# Illinois Venting Question



## UA25 (Jan 11, 2013)

Ok, Section 890.1500 Installation of Wet Venting.

If I'm reading this correctly a single bathroom group of fixtures. Water Closet, Lav and Shower could all be wet vented through a 2" diameter pipe say through the lav. And it meets the requirements for DFU's and horizontal branch drain being 2". Also, this is an upstairs bathroom so the 
3" stack vent would be behind the toilet. 

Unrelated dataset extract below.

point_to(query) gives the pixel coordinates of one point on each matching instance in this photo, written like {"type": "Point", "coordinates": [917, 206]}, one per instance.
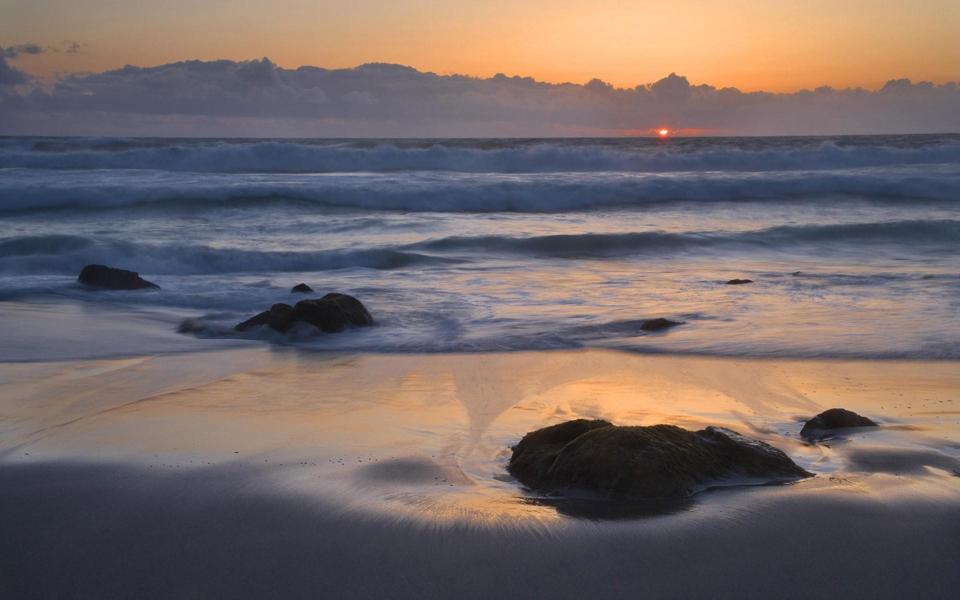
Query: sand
{"type": "Point", "coordinates": [273, 472]}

I hope I explained myself well enough. Just looking for some insight.

Thanks,
R


----------



## LIQUID (Sep 26, 2013)

Typcally bathroom groups are wet vented through the lav ( 2" wet vent serving the wc. ) the w.c. is 3" obviouslly, a 3 x 2 wye is talen off and a 2x 1 1/2 wye taken off of that to pick up the tub. The dry vent above the wet vented portion of the lav can be reduced to 1 1/2 I am not sure why you mention the stack vent In this ? Every domestic dwelling must have at least 1 3" stack ( vent ) that continues through and is increaded to 4" at roof penTration, this is to vent the sewers.


----------



## LIQUID (Sep 26, 2013)

You can stack vent a wc. But that would be the only fixture served by the stack vent. Since you need to serve every trap with a vent you require either individual vents for all ( best but most expensive ) or a wet vent properly sized. Typically in the installation you describe the dry portion of the wet vent 1 1/2, would be tied into the stack vent using a 3 x 1 1/2 wye ot t wye above flood level (There would only be a single roof penetration). Hope this answers your question.


----------



## Ryan M (Dec 8, 2013)

When push comes to shove go over kill and individually vent each fixture if your unsure. When the floor is down and the walls are up you don't want to have to install a cheater vent.


----------